Producers across Southern California welcomed the unseasonable rainfall and reported only minor damage from flooding and mudslides.
Hilary, the first tropical storm to hit Southern California in 84 years, prompted flood watches and warnings throughout the region.
According to a news report from KOLD, although the storm was downgraded from a hurricane to a tropical storm, it created tornado warnings, wildfires and a moderate earthquake in its aftermath.
We have groves in various parts of Southern California, and overall, the impact was minimal. We really did not suffer any significant damage.
The earthquake of 5.1 on the Richter scale hit the town of Ojai, causing only minor damage.
Lot22 Olive Oil Company is one of the few growers and producers in San Bernadino County, about 90 kilometers east of downtown Los Angeles, which saw the most severe aspects of the storm.See Also:State-of-the-Art Irrigation Management Leads to Rising Yields in California
“This year’s potential harvest on the trees was looking significantly better than last year,” Zach Thorp, the co-owner of Lot22, told Olive Oil Times.
“We are happy to report that although many areas around our county saw winds between 40 and 60 miles per hour (65 to 95 kilometers per hour), due to us taking topography into account when we initially planted our trees, we were able to essentially shelter the trees from the high sustained winds and keep all of our crops,” he added.
North of Los Angeles, producers in Bakersfield reported receiving 2 inches (51 millimeters) of rain from the storm but confirmed they had not experienced any adverse impacts, such as flooding or mudslides.
Other producers across Southern California reported minimal damage to their groves, with some welcoming the extra rainfall.
“We have groves in various parts of Southern California, and overall, the impact was minimal,” Thom Curry, the owner of Temecula Olive Oil Company, told Olive Oil Times. “We really did not suffer any significant damage.”
Sunday was the wettest day on record in San Diego. Rainfall on August 20, 2023, was recorded as 1.82 inches (46.2 millimeters), beating the 1977 record of 1.80 inches (45.7 millimeters) after post-hurricane Doreen.
“We basically blew all of our previous rainfall records [in San Diego] out of the water,” National Weather Service meteorologist Elizabeth Adams told The Associated Press.
“As most of the damage was in floodplain areas, we were able to keep everyone safe by getting everyone home before any major elements of the storm hit and by not having trees planted in flood plains,” Thorp added.
In the De Luz hills between San Diego and Los Angeles, Pura Grove owner Tim Bui said his trees had only sustained minor damage from the storm.
“There’s not much damage on our property this year, just some minor loss of fruits and a few broken trees,” he told Olive Oil Times.
The Orange County Register reported that the last tropical storm to strike California occurred in 1939. According to a Los Angeles Times post, tropical storm Hilary left massive flooding, mudslides and upheaval across Southern California.
San Bernadino County officials declared a state of emergency. Several mountain communities suffered road damage, cutting off access in and out of many communities. Visiting San Bernadino County, Governor Gavin Newsom pledged his support for the county’s recovery efforts.
The historic storm left lingering damage that emergency personnel will continue to assess. Emergency personnel utilized volunteers, drones and sheriff’s aviation crews to evaluate the conditions by air and ground.
In addition to emergency evacuations and damage to roads and communities, The Drinks Business magazine reported that vineyard damage is expected in Temecula Valley and Santa Barbara as the storm rages in the region.
According to Curry, the impact on his groves was minimal. “The rain, as always, was welcome.
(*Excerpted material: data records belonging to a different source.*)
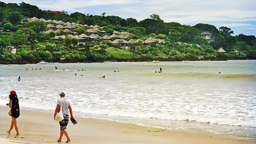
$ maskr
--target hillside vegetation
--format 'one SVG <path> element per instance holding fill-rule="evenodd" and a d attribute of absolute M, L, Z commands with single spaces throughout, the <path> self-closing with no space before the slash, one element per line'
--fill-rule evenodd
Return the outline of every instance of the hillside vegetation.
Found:
<path fill-rule="evenodd" d="M 216 60 L 256 59 L 255 37 L 233 36 L 233 31 L 227 27 L 218 29 L 206 24 L 191 26 L 165 22 L 156 14 L 138 22 L 105 13 L 61 12 L 43 11 L 24 2 L 0 2 L 0 59 L 58 61 L 65 58 L 68 61 L 86 62 L 108 59 L 195 60 L 198 56 Z M 72 27 L 62 28 L 68 25 Z M 212 34 L 210 39 L 202 36 L 204 32 Z M 83 34 L 88 37 L 82 38 Z M 103 38 L 107 36 L 111 38 Z M 112 42 L 116 39 L 116 43 Z M 17 49 L 15 53 L 10 46 Z M 227 52 L 218 51 L 221 47 Z M 76 60 L 68 60 L 72 59 Z"/>

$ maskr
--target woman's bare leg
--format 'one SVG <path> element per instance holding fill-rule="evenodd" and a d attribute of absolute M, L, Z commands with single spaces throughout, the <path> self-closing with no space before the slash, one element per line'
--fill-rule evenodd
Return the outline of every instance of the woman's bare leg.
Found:
<path fill-rule="evenodd" d="M 6 132 L 10 134 L 10 133 L 11 132 L 11 131 L 12 131 L 12 128 L 13 128 L 13 122 L 12 121 L 12 123 L 11 124 L 11 126 L 10 127 L 10 129 L 8 131 L 6 131 Z"/>
<path fill-rule="evenodd" d="M 16 134 L 14 134 L 15 135 L 20 135 L 19 133 L 19 129 L 18 129 L 18 125 L 17 124 L 17 121 L 16 120 L 16 118 L 13 117 L 12 116 L 12 119 L 14 125 L 14 127 L 15 128 L 15 130 L 16 130 L 16 132 L 17 133 Z"/>

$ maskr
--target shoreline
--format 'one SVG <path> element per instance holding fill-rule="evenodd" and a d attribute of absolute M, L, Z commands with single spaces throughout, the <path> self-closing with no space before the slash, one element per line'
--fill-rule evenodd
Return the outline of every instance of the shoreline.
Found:
<path fill-rule="evenodd" d="M 153 61 L 181 61 L 183 60 L 188 61 L 201 61 L 201 60 L 212 60 L 212 61 L 226 61 L 228 60 L 246 60 L 248 59 L 247 58 L 242 59 L 235 59 L 233 58 L 215 58 L 210 59 L 176 59 L 173 58 L 167 58 L 164 59 L 145 59 L 142 58 L 133 58 L 133 59 L 114 59 L 108 58 L 103 59 L 88 59 L 88 60 L 78 60 L 75 58 L 67 59 L 63 60 L 26 60 L 20 59 L 16 60 L 0 59 L 0 64 L 36 64 L 42 61 L 45 61 L 50 63 L 58 62 L 59 63 L 76 63 L 92 62 L 103 62 L 104 61 L 110 62 L 142 62 L 148 61 L 150 62 Z"/>
<path fill-rule="evenodd" d="M 7 114 L 9 109 L 0 106 L 0 141 L 40 144 L 56 142 L 59 136 L 60 126 L 53 119 L 53 111 L 48 112 L 21 109 L 20 116 L 17 119 L 20 136 L 14 138 L 14 128 L 11 135 L 5 133 L 11 123 Z M 76 113 L 74 114 L 78 124 L 74 125 L 70 121 L 67 129 L 71 143 L 243 144 L 254 143 L 256 141 L 255 139 L 234 137 L 228 135 L 199 131 L 167 130 L 135 124 L 84 118 L 76 116 Z M 65 136 L 62 139 L 63 142 L 66 140 Z"/>

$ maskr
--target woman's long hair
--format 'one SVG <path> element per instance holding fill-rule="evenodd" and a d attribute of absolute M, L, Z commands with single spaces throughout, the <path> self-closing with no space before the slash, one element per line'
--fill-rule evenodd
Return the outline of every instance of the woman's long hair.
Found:
<path fill-rule="evenodd" d="M 17 105 L 17 104 L 19 104 L 19 99 L 18 99 L 18 96 L 16 94 L 12 94 L 11 93 L 11 94 L 10 95 L 10 97 L 12 96 L 14 97 L 15 100 L 16 100 L 16 103 L 15 103 L 15 105 L 14 106 L 14 107 L 15 107 Z M 12 102 L 13 103 L 13 102 Z"/>

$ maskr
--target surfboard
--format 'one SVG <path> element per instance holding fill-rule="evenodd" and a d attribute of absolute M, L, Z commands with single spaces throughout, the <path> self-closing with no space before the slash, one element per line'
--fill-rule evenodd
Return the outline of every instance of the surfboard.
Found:
<path fill-rule="evenodd" d="M 99 78 L 106 78 L 107 77 L 108 77 L 108 76 L 105 76 L 105 77 L 99 77 Z"/>

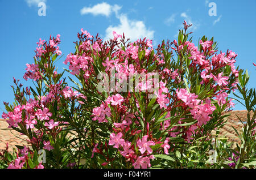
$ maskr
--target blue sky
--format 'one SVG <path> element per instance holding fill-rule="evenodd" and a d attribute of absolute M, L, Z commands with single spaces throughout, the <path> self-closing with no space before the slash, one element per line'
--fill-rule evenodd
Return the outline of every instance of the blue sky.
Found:
<path fill-rule="evenodd" d="M 40 2 L 46 5 L 46 16 L 38 15 Z M 209 14 L 213 7 L 209 7 L 210 3 L 216 5 L 216 16 Z M 64 56 L 56 65 L 60 70 L 67 67 L 62 62 L 74 51 L 72 42 L 81 28 L 92 35 L 99 33 L 104 39 L 115 30 L 125 32 L 133 40 L 147 36 L 157 45 L 164 39 L 176 39 L 185 19 L 193 24 L 191 31 L 195 44 L 204 35 L 214 36 L 219 50 L 229 49 L 238 54 L 236 66 L 248 70 L 249 87 L 255 87 L 256 70 L 252 63 L 256 63 L 255 18 L 255 0 L 0 0 L 1 114 L 5 110 L 3 101 L 14 101 L 13 77 L 20 79 L 25 87 L 32 84 L 22 77 L 26 64 L 33 63 L 39 38 L 47 40 L 50 35 L 61 35 Z M 237 104 L 234 109 L 245 109 Z"/>

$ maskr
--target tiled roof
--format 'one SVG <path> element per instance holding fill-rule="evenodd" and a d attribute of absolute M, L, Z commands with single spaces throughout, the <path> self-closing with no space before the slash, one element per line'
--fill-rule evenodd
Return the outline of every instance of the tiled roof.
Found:
<path fill-rule="evenodd" d="M 220 130 L 218 137 L 227 138 L 230 142 L 240 143 L 239 138 L 237 138 L 235 131 L 232 127 L 233 126 L 238 131 L 241 131 L 243 125 L 236 114 L 242 121 L 246 121 L 247 119 L 247 111 L 234 110 L 229 113 L 230 114 L 230 115 L 227 118 L 226 123 Z M 7 127 L 8 123 L 6 123 L 6 120 L 0 119 L 0 149 L 5 149 L 7 142 L 9 143 L 10 151 L 11 151 L 13 148 L 15 148 L 15 145 L 24 145 L 27 144 L 24 140 L 21 139 L 27 139 L 26 136 L 21 135 L 14 130 L 1 130 L 1 128 L 7 128 Z M 214 132 L 213 132 L 213 134 L 214 134 Z M 235 146 L 236 145 L 234 144 L 233 147 Z"/>

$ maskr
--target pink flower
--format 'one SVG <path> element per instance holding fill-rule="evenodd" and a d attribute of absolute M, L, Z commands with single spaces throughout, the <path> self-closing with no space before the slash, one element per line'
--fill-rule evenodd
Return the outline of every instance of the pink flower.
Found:
<path fill-rule="evenodd" d="M 166 155 L 169 155 L 169 153 L 168 152 L 168 149 L 170 149 L 170 148 L 171 147 L 169 145 L 169 144 L 168 144 L 168 142 L 169 142 L 169 138 L 167 138 L 166 139 L 166 140 L 164 140 L 164 143 L 161 145 L 161 147 L 163 148 L 164 149 L 164 153 Z"/>
<path fill-rule="evenodd" d="M 38 118 L 40 120 L 49 120 L 49 117 L 51 117 L 52 115 L 52 113 L 49 113 L 49 109 L 46 108 L 42 110 L 42 109 L 39 109 L 36 112 L 35 115 L 38 116 Z"/>
<path fill-rule="evenodd" d="M 11 163 L 9 165 L 7 169 L 22 169 L 23 167 L 25 162 L 20 163 L 20 159 L 19 158 L 15 159 L 14 164 Z"/>
<path fill-rule="evenodd" d="M 139 151 L 141 151 L 142 154 L 145 152 L 146 150 L 150 154 L 153 152 L 150 145 L 154 145 L 155 144 L 152 140 L 147 142 L 148 137 L 148 135 L 144 136 L 142 140 L 139 139 L 137 141 L 137 145 L 139 148 Z"/>
<path fill-rule="evenodd" d="M 125 101 L 123 97 L 117 93 L 112 97 L 109 97 L 106 100 L 106 102 L 109 104 L 111 102 L 112 106 L 121 105 L 122 102 Z"/>
<path fill-rule="evenodd" d="M 206 41 L 205 42 L 203 42 L 202 40 L 200 40 L 199 43 L 202 45 L 203 49 L 204 50 L 206 50 L 212 46 L 212 45 L 213 44 L 213 42 L 212 41 Z"/>
<path fill-rule="evenodd" d="M 53 147 L 51 145 L 51 143 L 50 143 L 49 141 L 46 142 L 45 140 L 44 140 L 43 143 L 44 145 L 44 146 L 43 147 L 44 149 L 47 149 L 48 151 L 51 151 L 51 149 L 54 149 Z"/>
<path fill-rule="evenodd" d="M 97 143 L 96 144 L 95 144 L 93 149 L 93 151 L 92 151 L 92 156 L 90 157 L 90 158 L 93 158 L 93 156 L 94 156 L 94 152 L 98 152 L 98 149 L 97 148 L 97 147 L 98 146 L 98 143 Z"/>
<path fill-rule="evenodd" d="M 107 122 L 105 119 L 106 115 L 108 117 L 111 116 L 111 109 L 109 107 L 105 107 L 104 104 L 101 104 L 100 107 L 93 108 L 92 116 L 94 116 L 93 121 L 98 120 L 98 122 Z"/>
<path fill-rule="evenodd" d="M 122 146 L 125 143 L 125 140 L 123 139 L 121 139 L 123 135 L 122 132 L 118 132 L 117 135 L 114 133 L 112 133 L 110 134 L 110 139 L 109 139 L 109 145 L 114 145 L 113 147 L 115 148 L 118 148 L 119 144 L 121 144 Z"/>
<path fill-rule="evenodd" d="M 221 86 L 222 85 L 226 85 L 228 84 L 226 80 L 229 79 L 229 77 L 227 76 L 222 77 L 221 76 L 222 75 L 222 74 L 223 72 L 219 73 L 217 78 L 213 75 L 213 80 L 215 80 L 220 86 Z"/>
<path fill-rule="evenodd" d="M 193 108 L 199 104 L 200 100 L 197 100 L 198 96 L 195 93 L 189 93 L 185 88 L 181 88 L 180 90 L 177 89 L 177 96 L 181 99 L 185 104 L 188 105 L 189 108 Z"/>
<path fill-rule="evenodd" d="M 54 127 L 59 126 L 59 122 L 54 122 L 53 119 L 51 119 L 48 122 L 46 122 L 44 126 L 51 130 Z"/>
<path fill-rule="evenodd" d="M 25 120 L 26 126 L 27 126 L 27 129 L 33 128 L 35 127 L 34 125 L 36 125 L 38 122 L 34 119 L 35 117 L 34 115 L 30 115 L 30 119 L 27 119 Z"/>
<path fill-rule="evenodd" d="M 45 40 L 42 40 L 41 38 L 39 38 L 39 42 L 36 42 L 36 44 L 38 44 L 38 46 L 40 46 L 40 45 L 43 45 L 44 41 L 45 41 Z"/>
<path fill-rule="evenodd" d="M 127 155 L 134 153 L 134 152 L 133 151 L 133 149 L 131 149 L 131 143 L 129 142 L 127 140 L 123 143 L 123 145 L 122 146 L 123 151 L 119 151 L 120 153 L 122 155 L 122 156 L 125 157 Z"/>
<path fill-rule="evenodd" d="M 151 164 L 150 164 L 150 158 L 153 158 L 154 156 L 150 156 L 150 157 L 142 157 L 139 156 L 137 157 L 136 162 L 133 164 L 133 166 L 134 169 L 140 169 L 141 166 L 142 169 L 147 169 L 148 167 L 150 168 Z"/>
<path fill-rule="evenodd" d="M 44 166 L 42 164 L 39 164 L 35 169 L 44 169 Z"/>
<path fill-rule="evenodd" d="M 104 67 L 106 67 L 106 69 L 105 70 L 105 71 L 106 72 L 108 71 L 109 68 L 114 68 L 114 65 L 112 65 L 112 63 L 114 63 L 115 61 L 114 60 L 110 60 L 109 61 L 109 58 L 107 57 L 106 61 L 105 61 L 106 63 L 104 63 L 102 62 L 102 65 Z"/>
<path fill-rule="evenodd" d="M 220 94 L 216 96 L 217 99 L 218 100 L 218 104 L 219 105 L 221 105 L 221 104 L 226 104 L 226 98 L 228 96 L 228 95 L 226 92 L 221 92 Z"/>

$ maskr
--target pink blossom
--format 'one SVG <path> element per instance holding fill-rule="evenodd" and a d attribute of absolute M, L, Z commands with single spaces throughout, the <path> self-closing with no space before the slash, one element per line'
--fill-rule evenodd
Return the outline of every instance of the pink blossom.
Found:
<path fill-rule="evenodd" d="M 108 71 L 110 68 L 114 68 L 114 65 L 112 64 L 115 62 L 114 60 L 109 61 L 109 58 L 107 57 L 105 62 L 106 63 L 102 62 L 102 65 L 104 67 L 106 67 L 106 69 L 105 70 L 106 72 Z"/>
<path fill-rule="evenodd" d="M 47 149 L 48 151 L 51 151 L 51 149 L 54 149 L 53 147 L 51 145 L 51 143 L 50 143 L 49 141 L 46 142 L 45 140 L 44 140 L 43 143 L 44 145 L 44 146 L 43 147 L 44 149 Z"/>
<path fill-rule="evenodd" d="M 229 79 L 229 77 L 227 76 L 222 77 L 222 74 L 223 72 L 219 73 L 217 78 L 213 75 L 213 80 L 215 80 L 220 86 L 221 86 L 222 85 L 226 85 L 228 84 L 226 80 Z"/>
<path fill-rule="evenodd" d="M 35 169 L 44 169 L 44 166 L 42 164 L 39 164 Z"/>
<path fill-rule="evenodd" d="M 95 144 L 94 147 L 93 147 L 92 156 L 90 158 L 93 158 L 94 155 L 94 152 L 98 152 L 98 149 L 97 148 L 97 147 L 98 146 L 98 143 L 97 143 Z"/>
<path fill-rule="evenodd" d="M 44 41 L 45 41 L 45 40 L 42 40 L 41 38 L 39 38 L 39 42 L 36 42 L 36 44 L 38 44 L 38 46 L 43 45 Z"/>
<path fill-rule="evenodd" d="M 110 139 L 109 139 L 109 145 L 114 145 L 114 148 L 118 148 L 119 144 L 121 144 L 122 146 L 125 143 L 125 140 L 123 139 L 121 139 L 123 135 L 122 132 L 118 132 L 116 135 L 114 133 L 112 133 L 110 134 Z"/>
<path fill-rule="evenodd" d="M 150 148 L 150 145 L 154 145 L 155 144 L 152 140 L 147 141 L 148 135 L 143 136 L 142 139 L 139 139 L 137 140 L 137 145 L 139 148 L 139 151 L 143 154 L 147 150 L 148 153 L 151 153 L 153 151 Z"/>
<path fill-rule="evenodd" d="M 92 116 L 94 116 L 93 121 L 98 120 L 98 122 L 108 122 L 105 119 L 106 115 L 108 117 L 111 116 L 111 109 L 108 106 L 106 107 L 104 104 L 101 104 L 100 107 L 93 108 Z"/>
<path fill-rule="evenodd" d="M 27 127 L 27 130 L 29 128 L 33 128 L 35 127 L 34 125 L 36 125 L 38 122 L 34 119 L 35 117 L 34 115 L 30 115 L 29 119 L 27 119 L 25 120 L 26 126 Z"/>
<path fill-rule="evenodd" d="M 38 118 L 40 120 L 49 120 L 49 117 L 51 117 L 52 113 L 49 113 L 49 109 L 46 108 L 43 110 L 42 110 L 42 109 L 38 110 L 35 115 L 38 116 Z"/>
<path fill-rule="evenodd" d="M 150 164 L 150 158 L 152 158 L 152 157 L 150 157 L 139 156 L 137 157 L 136 162 L 133 164 L 133 166 L 134 167 L 134 169 L 140 169 L 141 166 L 142 169 L 150 168 L 151 164 Z"/>
<path fill-rule="evenodd" d="M 200 40 L 199 43 L 202 45 L 203 49 L 205 50 L 212 46 L 213 42 L 212 41 L 206 41 L 205 42 L 203 42 L 202 40 Z"/>
<path fill-rule="evenodd" d="M 129 142 L 129 141 L 126 141 L 123 145 L 122 145 L 123 151 L 120 151 L 120 153 L 123 156 L 123 157 L 125 157 L 127 155 L 129 154 L 134 154 L 134 152 L 133 151 L 133 149 L 131 149 L 131 143 Z"/>
<path fill-rule="evenodd" d="M 168 142 L 169 142 L 169 138 L 167 138 L 166 140 L 164 140 L 164 143 L 161 145 L 161 147 L 163 148 L 164 149 L 164 153 L 166 155 L 169 155 L 169 153 L 168 152 L 168 149 L 170 149 L 171 147 L 169 144 L 168 144 Z"/>
<path fill-rule="evenodd" d="M 50 130 L 57 126 L 59 126 L 59 122 L 54 122 L 53 119 L 51 119 L 48 122 L 47 122 L 44 124 L 44 126 L 47 127 Z"/>
<path fill-rule="evenodd" d="M 15 159 L 14 164 L 13 164 L 13 162 L 10 164 L 7 169 L 22 169 L 25 162 L 23 162 L 20 163 L 20 161 L 21 161 L 19 158 Z"/>
<path fill-rule="evenodd" d="M 111 105 L 112 106 L 116 106 L 118 105 L 121 106 L 122 102 L 123 102 L 124 101 L 125 99 L 123 98 L 123 97 L 120 95 L 120 94 L 117 93 L 115 95 L 109 97 L 107 98 L 106 102 L 108 104 L 109 104 L 111 102 Z"/>
<path fill-rule="evenodd" d="M 217 99 L 218 100 L 218 104 L 221 105 L 221 104 L 226 104 L 226 98 L 228 96 L 228 95 L 226 92 L 222 91 L 220 93 L 220 94 L 216 96 Z"/>

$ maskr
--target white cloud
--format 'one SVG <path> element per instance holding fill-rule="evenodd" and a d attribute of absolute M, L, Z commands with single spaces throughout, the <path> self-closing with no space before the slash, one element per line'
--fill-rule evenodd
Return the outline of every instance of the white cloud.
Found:
<path fill-rule="evenodd" d="M 205 0 L 205 1 L 204 2 L 204 5 L 205 5 L 205 6 L 208 6 L 209 0 Z"/>
<path fill-rule="evenodd" d="M 101 3 L 97 4 L 91 7 L 84 7 L 80 10 L 80 13 L 81 15 L 92 14 L 94 16 L 102 15 L 108 17 L 113 12 L 115 12 L 117 15 L 121 7 L 122 7 L 117 5 L 111 6 L 104 2 Z"/>
<path fill-rule="evenodd" d="M 110 25 L 105 31 L 104 40 L 108 40 L 113 38 L 113 32 L 114 31 L 118 34 L 125 33 L 126 38 L 129 38 L 131 41 L 135 41 L 139 38 L 146 37 L 152 39 L 154 37 L 154 31 L 151 31 L 146 27 L 143 22 L 137 20 L 130 20 L 127 15 L 119 13 L 122 8 L 117 5 L 110 5 L 105 2 L 97 4 L 91 7 L 83 7 L 80 12 L 81 15 L 92 14 L 93 15 L 102 15 L 107 17 L 112 12 L 114 12 L 115 18 L 119 21 L 119 24 L 117 26 Z"/>
<path fill-rule="evenodd" d="M 164 20 L 164 24 L 166 24 L 167 25 L 170 25 L 171 24 L 174 23 L 174 22 L 175 21 L 176 15 L 176 14 L 172 14 L 171 16 L 170 16 Z"/>
<path fill-rule="evenodd" d="M 197 22 L 195 22 L 192 20 L 191 17 L 189 16 L 188 16 L 185 12 L 183 12 L 180 14 L 180 16 L 182 18 L 185 18 L 185 20 L 187 22 L 187 24 L 192 24 L 192 26 L 191 26 L 190 28 L 192 31 L 195 31 L 196 29 L 197 29 L 199 26 L 200 25 L 200 24 Z M 183 25 L 181 25 L 181 27 L 183 27 Z"/>
<path fill-rule="evenodd" d="M 110 25 L 106 29 L 105 40 L 113 38 L 113 31 L 119 35 L 124 33 L 125 37 L 130 38 L 131 41 L 145 37 L 149 39 L 153 38 L 154 31 L 147 29 L 143 22 L 129 19 L 127 15 L 124 14 L 117 16 L 117 18 L 119 19 L 120 24 L 117 26 Z"/>
<path fill-rule="evenodd" d="M 25 0 L 25 1 L 29 7 L 31 7 L 31 6 L 38 6 L 40 2 L 46 3 L 46 0 Z"/>
<path fill-rule="evenodd" d="M 220 20 L 220 19 L 221 19 L 221 18 L 222 16 L 222 15 L 221 15 L 218 18 L 218 19 L 217 19 L 216 20 L 215 20 L 213 22 L 213 25 L 214 25 L 214 24 L 216 24 L 217 22 L 218 22 Z"/>

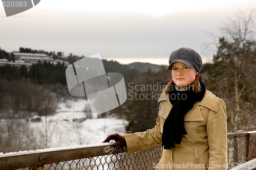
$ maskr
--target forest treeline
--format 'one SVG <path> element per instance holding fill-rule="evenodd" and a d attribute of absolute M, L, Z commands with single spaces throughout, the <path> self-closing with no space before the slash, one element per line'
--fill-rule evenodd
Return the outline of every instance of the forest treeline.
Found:
<path fill-rule="evenodd" d="M 207 89 L 226 103 L 229 132 L 256 129 L 254 14 L 253 10 L 240 11 L 236 17 L 229 18 L 230 22 L 221 28 L 221 35 L 215 37 L 217 41 L 212 62 L 204 64 L 200 73 Z M 28 52 L 23 47 L 20 50 Z M 4 50 L 1 51 L 1 56 L 6 55 Z M 72 63 L 81 58 L 71 55 L 68 59 Z M 168 60 L 166 56 L 166 63 Z M 167 67 L 161 67 L 157 71 L 148 69 L 141 71 L 117 61 L 102 61 L 106 72 L 120 72 L 124 76 L 127 100 L 115 111 L 127 120 L 127 131 L 153 128 L 157 117 L 158 97 L 172 79 L 170 71 Z M 66 68 L 61 64 L 47 62 L 34 64 L 29 70 L 23 66 L 1 66 L 1 116 L 10 113 L 12 117 L 22 117 L 25 112 L 43 115 L 46 106 L 49 107 L 46 109 L 49 114 L 54 113 L 56 106 L 50 103 L 57 104 L 60 99 L 71 98 Z M 45 105 L 46 102 L 49 105 Z M 45 104 L 40 106 L 40 103 Z"/>

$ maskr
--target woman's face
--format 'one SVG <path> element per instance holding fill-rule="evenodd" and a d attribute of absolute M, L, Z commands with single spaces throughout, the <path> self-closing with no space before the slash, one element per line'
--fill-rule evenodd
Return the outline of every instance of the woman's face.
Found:
<path fill-rule="evenodd" d="M 174 63 L 172 67 L 172 76 L 174 83 L 181 89 L 188 87 L 195 81 L 198 72 L 194 67 L 188 67 L 186 65 Z"/>

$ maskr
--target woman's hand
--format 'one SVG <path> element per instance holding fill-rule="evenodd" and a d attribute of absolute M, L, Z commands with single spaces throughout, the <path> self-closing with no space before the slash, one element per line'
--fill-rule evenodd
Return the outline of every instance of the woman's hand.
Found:
<path fill-rule="evenodd" d="M 124 137 L 118 133 L 114 133 L 109 135 L 102 143 L 109 142 L 110 140 L 115 140 L 116 142 L 114 143 L 114 147 L 122 148 L 127 147 L 126 142 Z"/>

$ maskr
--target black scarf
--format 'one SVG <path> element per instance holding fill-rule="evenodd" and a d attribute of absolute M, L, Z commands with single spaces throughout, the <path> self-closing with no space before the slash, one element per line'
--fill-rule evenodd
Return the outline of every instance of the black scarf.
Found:
<path fill-rule="evenodd" d="M 196 80 L 197 81 L 197 80 Z M 201 91 L 196 93 L 190 86 L 184 91 L 177 90 L 174 82 L 170 87 L 169 100 L 173 105 L 163 125 L 162 145 L 165 149 L 175 148 L 174 143 L 180 144 L 183 135 L 186 134 L 184 117 L 197 101 L 201 101 L 205 93 L 205 84 L 199 80 Z"/>

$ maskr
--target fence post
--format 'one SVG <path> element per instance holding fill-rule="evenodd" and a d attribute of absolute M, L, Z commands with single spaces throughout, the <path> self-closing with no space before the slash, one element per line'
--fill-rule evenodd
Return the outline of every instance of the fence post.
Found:
<path fill-rule="evenodd" d="M 250 133 L 248 133 L 246 135 L 246 161 L 250 160 Z"/>
<path fill-rule="evenodd" d="M 45 169 L 45 166 L 34 166 L 34 167 L 30 167 L 29 168 L 29 170 L 44 170 Z"/>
The wind did knock fruit off the trees in some areas, and we had several trees with broken branches due to wind and large crop load.”
Despite the storm, Curry and other olive producers predicted the 2023 olive harvest is on track for success.
“The weather needs to behave. The trees have been doing great,” Thorp said. “If we can just get to harvest without major fires, unseasonal freezing, searing heat, hurricanes or some unheard of obscure insect plague, and if our harvest teams still find it advantageous to stay in our area to hire for harvest, then fingers crossed we will have a great harvest.”